Forcing ELFv2 abi doesn't work for big-endian mode as this mode has no support for ELFv2. ppc64 linux big-endian is deprecated, it' not unexpected to get such issues. Dropping big-endian support for powerpc could be an option to solve this issue but that will be a drawback for AIX (BE) systems.
regards, Maamoun
On Mon, Aug 16, 2021 at 10:54 PM Niels Möller nisse@lysator.liu.se wrote:
Stijn Tintel stijn@linux-ipv6.be writes:
I suspect this is because musl doesn't support the ELFv1 ABI on ppc64 at all, regardless of endianness. I've tried adding -mabi=elfv2 to CFLAGS, to force using the ELFv2 ABI, but the problem persists. Suggestions
welcome.
I don't know that much about ppc64 abi issues myself. From your description, it seems clear that it's a linker error, and that object files corresponding to C source files somehow carry different "abi version attributes" than object files corresponding to nettle's assembly source files.
As you've found, configuring with --disable-assembler works around the problem, but to solve it properly, we'd need to understand why that is. The assembler should not be invoked directly, but via the same $(CC) and $(CFLAGS) as the C compiler.
You'd need to compare those object files and how they're generated. Compare the compiler command lines. You could perhaps use gcc -v to see how gcc invokes the assembler in both cases. You can use gcc -save-temps to look at the assembly files generated by gcc, and check if they use some special pseudoops to specify the abi. You can use tools like objdump or readelf to compare attributes in the object files.
If you can figure out how to produce object files that are compatible according to the linker, that may not be sufficient, though. You also need to tweak the assembly files and related macros and configure checks to use the right api. See powerpc64/README and powerpc64/machine.m4. As I understand it, abi is currently selected depending on the endianness, using v1 for big endian and v2 for little endian.

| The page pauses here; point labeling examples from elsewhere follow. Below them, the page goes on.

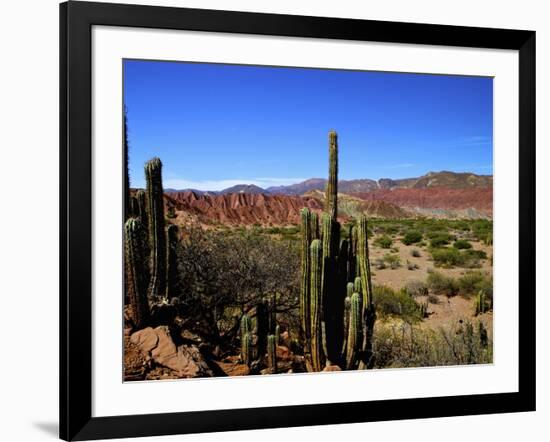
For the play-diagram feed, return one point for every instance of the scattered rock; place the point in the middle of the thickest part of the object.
(332, 368)
(185, 361)
(233, 368)
(135, 364)
(283, 353)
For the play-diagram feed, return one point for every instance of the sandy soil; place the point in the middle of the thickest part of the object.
(398, 278)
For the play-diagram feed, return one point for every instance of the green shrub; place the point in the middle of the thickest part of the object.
(416, 288)
(440, 241)
(384, 241)
(444, 257)
(389, 302)
(462, 244)
(457, 343)
(473, 282)
(441, 284)
(412, 237)
(392, 260)
(412, 266)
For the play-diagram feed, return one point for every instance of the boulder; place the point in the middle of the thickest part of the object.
(332, 368)
(185, 361)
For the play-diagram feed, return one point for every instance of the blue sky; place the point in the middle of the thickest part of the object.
(214, 126)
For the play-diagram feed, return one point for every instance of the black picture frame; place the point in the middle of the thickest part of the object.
(76, 21)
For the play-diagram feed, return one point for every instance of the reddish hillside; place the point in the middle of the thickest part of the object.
(478, 198)
(243, 208)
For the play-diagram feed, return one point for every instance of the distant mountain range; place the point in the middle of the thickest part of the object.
(434, 195)
(450, 180)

It may need a configure test independent of endianness. Maybe there's some predefined symbol we can check, similar to 32-bit/64-bit ABI checks on other platforms? You could run something like
powerpc64-openwrt-linux-musl-gcc -E -dM - </dev/null | sort
With the powerpc64le-linux-gnu-gcc cross compiler I have, the closest suspect I see is
#define _CALL_ELF 2
Maybe that's the right thing to check? I don't have a big-endian system or crosscompiler close at hand, but at least there's a bigendian powerpc64-linux-gnu cross compile setup in the ci system hosted at gitlab.
Regards, /Niels
-- Niels Möller. PGP-encrypted email is preferred. Keyid 368C6677. Internet email is subject to wholesale government surveillance.